I don't know how long I'll keep this car, but I also worry a bit about the long-term reliability of all the SMG/DCT cars. Twenty years from now, will a new generation of enthusiasts be swapping manual gearboxes in? Or maybe they'll just ditch the entire powertrain and pop flux capacitors in so they can go 300 mph...

:dunno:


----------



## IndyMike (Dec 19, 2001)

Congrats Larry! Hot looking pork chop.

You sort of stuck with BMW in some ways in ordering it in Le Mans blue with Saddle leather. 

Noticed your wagon there also in the pics, so it's nice you still have that in the stable. Which one of the llama's experienced the joy of driving it home? :angel:


----------



## Dave 330i (Jan 4, 2002)

Congratulations. The salesman handed me the key to a red S, and allowed me to let it rip. The PDK transmission shifts FAST. No lag! Will I trade in my 997 Turbo? NOT.


----------



## TXSTYLE (Aug 29, 2006)

Congrats! Nice color combo.
From what I've read this car is one of the finest overall handling/balanced on earth. I would have to insist on PDK as it too is one of the best trannys on earth. But yeah, Porsches can á la carte you to death!

BigMarcus ~ EVO 4G LTE


----------



## Chris90 (Apr 7, 2003)

Love the new Boxster, congrats. It now looks like a proper Porsche.

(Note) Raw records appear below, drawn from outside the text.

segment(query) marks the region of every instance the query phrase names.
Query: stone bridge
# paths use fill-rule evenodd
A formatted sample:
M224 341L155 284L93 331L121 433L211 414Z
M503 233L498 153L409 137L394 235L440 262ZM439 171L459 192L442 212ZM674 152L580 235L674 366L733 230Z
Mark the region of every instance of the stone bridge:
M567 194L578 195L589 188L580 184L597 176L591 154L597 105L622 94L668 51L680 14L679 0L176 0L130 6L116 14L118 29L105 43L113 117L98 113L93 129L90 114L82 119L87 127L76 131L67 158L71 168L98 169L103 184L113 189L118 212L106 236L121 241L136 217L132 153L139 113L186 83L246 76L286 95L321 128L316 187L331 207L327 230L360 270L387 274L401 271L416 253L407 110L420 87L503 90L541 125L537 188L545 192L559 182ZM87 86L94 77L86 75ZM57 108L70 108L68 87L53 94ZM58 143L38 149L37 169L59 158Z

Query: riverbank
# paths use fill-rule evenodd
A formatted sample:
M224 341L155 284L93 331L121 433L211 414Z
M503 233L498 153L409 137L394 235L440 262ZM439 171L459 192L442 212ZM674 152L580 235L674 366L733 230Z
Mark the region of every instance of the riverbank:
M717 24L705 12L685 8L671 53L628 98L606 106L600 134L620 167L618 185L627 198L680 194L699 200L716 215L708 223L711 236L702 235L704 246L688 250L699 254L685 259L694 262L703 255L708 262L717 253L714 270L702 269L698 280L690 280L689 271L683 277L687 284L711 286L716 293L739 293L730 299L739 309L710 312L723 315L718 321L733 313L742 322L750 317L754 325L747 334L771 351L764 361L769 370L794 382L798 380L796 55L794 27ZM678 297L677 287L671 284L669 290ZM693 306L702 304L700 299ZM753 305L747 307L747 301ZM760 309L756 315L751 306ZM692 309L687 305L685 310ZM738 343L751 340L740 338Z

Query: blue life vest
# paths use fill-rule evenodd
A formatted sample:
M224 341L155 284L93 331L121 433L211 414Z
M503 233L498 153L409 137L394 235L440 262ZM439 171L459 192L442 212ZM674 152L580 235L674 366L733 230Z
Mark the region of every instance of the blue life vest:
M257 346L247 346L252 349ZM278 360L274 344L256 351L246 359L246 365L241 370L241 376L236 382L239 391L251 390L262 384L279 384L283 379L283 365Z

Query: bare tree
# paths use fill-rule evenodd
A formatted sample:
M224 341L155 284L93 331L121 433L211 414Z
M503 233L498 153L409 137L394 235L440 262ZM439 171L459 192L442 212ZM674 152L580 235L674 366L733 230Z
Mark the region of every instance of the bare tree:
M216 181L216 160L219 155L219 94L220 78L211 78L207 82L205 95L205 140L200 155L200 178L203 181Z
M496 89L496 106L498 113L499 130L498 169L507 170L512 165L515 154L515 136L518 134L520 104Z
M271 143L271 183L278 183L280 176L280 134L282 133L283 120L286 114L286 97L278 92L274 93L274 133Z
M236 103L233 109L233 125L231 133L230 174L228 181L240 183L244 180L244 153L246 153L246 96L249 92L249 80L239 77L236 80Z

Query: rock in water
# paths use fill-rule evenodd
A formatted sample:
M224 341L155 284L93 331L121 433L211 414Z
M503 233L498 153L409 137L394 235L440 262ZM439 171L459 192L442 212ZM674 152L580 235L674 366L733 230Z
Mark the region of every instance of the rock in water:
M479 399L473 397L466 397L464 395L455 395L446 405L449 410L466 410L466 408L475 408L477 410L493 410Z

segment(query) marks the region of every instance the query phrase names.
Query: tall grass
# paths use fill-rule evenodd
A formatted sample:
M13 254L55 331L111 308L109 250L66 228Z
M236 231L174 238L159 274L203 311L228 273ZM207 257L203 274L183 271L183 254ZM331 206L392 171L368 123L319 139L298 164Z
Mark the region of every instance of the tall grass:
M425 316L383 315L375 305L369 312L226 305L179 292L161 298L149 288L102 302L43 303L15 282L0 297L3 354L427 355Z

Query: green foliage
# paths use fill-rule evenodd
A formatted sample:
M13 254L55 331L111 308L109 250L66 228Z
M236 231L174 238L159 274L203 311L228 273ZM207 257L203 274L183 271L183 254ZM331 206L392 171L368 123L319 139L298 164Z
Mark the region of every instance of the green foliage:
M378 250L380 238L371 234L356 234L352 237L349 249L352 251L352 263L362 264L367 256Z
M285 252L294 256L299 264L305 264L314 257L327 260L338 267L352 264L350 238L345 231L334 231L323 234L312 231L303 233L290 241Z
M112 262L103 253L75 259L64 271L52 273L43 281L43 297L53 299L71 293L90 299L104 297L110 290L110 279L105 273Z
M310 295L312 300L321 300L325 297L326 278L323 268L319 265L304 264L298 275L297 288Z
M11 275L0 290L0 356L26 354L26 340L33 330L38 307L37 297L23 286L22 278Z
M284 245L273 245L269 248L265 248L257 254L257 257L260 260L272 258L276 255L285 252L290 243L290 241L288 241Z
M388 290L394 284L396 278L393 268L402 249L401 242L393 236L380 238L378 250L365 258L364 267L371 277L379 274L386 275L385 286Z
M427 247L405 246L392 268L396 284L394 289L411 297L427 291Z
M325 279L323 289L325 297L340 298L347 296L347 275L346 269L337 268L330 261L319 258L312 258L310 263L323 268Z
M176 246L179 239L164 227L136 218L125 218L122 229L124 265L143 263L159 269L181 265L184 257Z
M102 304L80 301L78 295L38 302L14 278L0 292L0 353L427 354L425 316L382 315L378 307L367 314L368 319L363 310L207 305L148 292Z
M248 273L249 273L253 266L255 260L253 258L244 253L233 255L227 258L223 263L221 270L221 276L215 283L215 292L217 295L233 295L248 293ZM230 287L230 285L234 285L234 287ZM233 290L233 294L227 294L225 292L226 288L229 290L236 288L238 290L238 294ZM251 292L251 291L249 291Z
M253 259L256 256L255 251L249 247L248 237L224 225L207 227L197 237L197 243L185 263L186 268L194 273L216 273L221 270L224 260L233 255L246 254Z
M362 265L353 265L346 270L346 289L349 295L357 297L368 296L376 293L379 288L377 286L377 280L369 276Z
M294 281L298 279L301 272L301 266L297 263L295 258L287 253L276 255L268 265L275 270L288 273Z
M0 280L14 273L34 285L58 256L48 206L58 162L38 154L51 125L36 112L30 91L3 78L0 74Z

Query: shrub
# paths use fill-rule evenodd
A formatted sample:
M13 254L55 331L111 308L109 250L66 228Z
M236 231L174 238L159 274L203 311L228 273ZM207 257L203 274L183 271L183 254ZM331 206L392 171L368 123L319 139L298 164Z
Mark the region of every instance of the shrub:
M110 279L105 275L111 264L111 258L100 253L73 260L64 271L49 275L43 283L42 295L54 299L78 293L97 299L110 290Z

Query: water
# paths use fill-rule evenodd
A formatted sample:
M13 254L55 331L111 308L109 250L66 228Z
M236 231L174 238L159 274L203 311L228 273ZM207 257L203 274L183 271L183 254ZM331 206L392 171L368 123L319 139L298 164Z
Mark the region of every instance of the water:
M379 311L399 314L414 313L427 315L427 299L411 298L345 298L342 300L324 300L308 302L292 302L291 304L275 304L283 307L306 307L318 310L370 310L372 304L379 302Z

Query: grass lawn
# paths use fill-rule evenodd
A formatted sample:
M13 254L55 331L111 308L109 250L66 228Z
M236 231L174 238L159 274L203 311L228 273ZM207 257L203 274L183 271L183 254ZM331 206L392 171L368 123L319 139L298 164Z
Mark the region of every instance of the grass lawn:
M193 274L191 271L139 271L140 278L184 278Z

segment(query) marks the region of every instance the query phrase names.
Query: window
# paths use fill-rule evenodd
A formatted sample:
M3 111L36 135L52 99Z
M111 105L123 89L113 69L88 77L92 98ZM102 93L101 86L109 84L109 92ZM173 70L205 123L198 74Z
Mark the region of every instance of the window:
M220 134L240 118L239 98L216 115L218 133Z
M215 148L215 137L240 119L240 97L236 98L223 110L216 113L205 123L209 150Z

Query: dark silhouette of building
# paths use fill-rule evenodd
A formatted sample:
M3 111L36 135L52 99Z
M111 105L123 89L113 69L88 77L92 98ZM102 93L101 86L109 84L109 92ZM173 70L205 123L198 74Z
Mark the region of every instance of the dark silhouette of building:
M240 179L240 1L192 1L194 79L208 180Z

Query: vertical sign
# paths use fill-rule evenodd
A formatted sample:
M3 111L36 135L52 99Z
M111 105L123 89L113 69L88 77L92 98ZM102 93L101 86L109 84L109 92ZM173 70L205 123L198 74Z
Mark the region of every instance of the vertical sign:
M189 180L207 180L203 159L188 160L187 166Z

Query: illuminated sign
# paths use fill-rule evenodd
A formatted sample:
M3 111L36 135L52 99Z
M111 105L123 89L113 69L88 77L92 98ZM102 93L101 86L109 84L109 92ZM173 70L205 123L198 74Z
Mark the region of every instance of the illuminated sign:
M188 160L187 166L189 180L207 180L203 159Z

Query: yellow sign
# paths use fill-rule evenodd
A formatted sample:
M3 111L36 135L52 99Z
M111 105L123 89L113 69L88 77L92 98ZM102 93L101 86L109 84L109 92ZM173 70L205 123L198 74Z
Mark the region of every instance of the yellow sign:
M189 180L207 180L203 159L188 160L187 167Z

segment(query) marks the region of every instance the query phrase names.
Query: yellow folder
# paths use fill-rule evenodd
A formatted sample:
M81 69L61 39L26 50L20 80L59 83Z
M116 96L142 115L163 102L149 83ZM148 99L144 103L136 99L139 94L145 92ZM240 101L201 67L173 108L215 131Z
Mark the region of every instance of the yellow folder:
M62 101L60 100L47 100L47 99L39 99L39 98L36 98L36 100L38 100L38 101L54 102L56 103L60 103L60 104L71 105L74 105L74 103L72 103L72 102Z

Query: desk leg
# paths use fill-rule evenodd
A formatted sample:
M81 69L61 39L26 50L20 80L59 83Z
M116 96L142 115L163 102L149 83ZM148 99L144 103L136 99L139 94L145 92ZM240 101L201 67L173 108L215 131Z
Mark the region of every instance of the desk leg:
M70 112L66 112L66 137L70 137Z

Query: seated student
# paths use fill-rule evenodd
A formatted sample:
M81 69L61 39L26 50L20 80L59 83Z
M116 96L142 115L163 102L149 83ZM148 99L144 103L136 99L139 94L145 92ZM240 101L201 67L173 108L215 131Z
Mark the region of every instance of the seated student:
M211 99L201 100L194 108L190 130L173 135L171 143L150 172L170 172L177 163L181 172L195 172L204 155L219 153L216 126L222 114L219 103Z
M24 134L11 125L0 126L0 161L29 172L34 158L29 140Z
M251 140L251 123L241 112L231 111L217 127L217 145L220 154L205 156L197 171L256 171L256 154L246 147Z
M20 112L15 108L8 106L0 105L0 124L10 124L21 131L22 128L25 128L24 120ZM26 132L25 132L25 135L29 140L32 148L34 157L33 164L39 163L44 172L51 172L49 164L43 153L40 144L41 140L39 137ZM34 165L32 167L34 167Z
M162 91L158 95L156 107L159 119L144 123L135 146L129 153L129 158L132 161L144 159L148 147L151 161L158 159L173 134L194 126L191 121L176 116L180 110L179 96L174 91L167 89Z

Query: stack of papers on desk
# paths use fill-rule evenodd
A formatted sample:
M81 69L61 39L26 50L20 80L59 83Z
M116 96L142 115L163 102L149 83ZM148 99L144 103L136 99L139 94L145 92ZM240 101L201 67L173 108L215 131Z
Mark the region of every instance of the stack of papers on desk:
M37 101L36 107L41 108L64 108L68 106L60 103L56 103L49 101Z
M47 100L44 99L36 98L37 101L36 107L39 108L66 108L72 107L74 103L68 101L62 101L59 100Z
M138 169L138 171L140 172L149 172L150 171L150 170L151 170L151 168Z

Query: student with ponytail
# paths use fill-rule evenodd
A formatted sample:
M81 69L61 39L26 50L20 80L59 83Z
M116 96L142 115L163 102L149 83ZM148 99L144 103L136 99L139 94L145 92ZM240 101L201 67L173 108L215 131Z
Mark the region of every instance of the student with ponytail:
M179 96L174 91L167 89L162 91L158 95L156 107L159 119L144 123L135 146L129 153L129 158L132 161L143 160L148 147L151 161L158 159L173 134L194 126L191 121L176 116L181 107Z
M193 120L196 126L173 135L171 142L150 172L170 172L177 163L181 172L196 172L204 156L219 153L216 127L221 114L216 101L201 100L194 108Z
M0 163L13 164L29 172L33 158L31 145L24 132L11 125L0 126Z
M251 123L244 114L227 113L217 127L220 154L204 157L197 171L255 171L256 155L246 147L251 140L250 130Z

Sorry about your wife. My wife would come back from the grave to kick my ass if I traded her car in for a Porsche after she passed. :eeps:


----------



## mdsbuc (Mar 17, 2005)

So sweet! Enjoy that beautiful car! :thumbup:

.


----------



## Llarry (May 17, 2002)

A couple of weeks after taking delivery, took a great 2500+ mile drive from Oregon down through California: Tahoe, the desert, coast highway, etc. Great performer! Wonderful driver!

I still have my 328iT M sport with manual gearbox. The Boxster pedals are closer to the centerline of the car (no tranny in that tunnel) and the BMW further out. After driving the Porsche, I get back in the 328iT and, when stepping on the clutch, carelessly hit the edge of the brake pedal. Doh! Definite adjustment needed between the two clutch pedals.


----------



## smashhell (Nov 18, 2011)

Congrats on your car.
The new boxster is great.
Must be expensive though.
Porsche have the most expensive options ever.


----------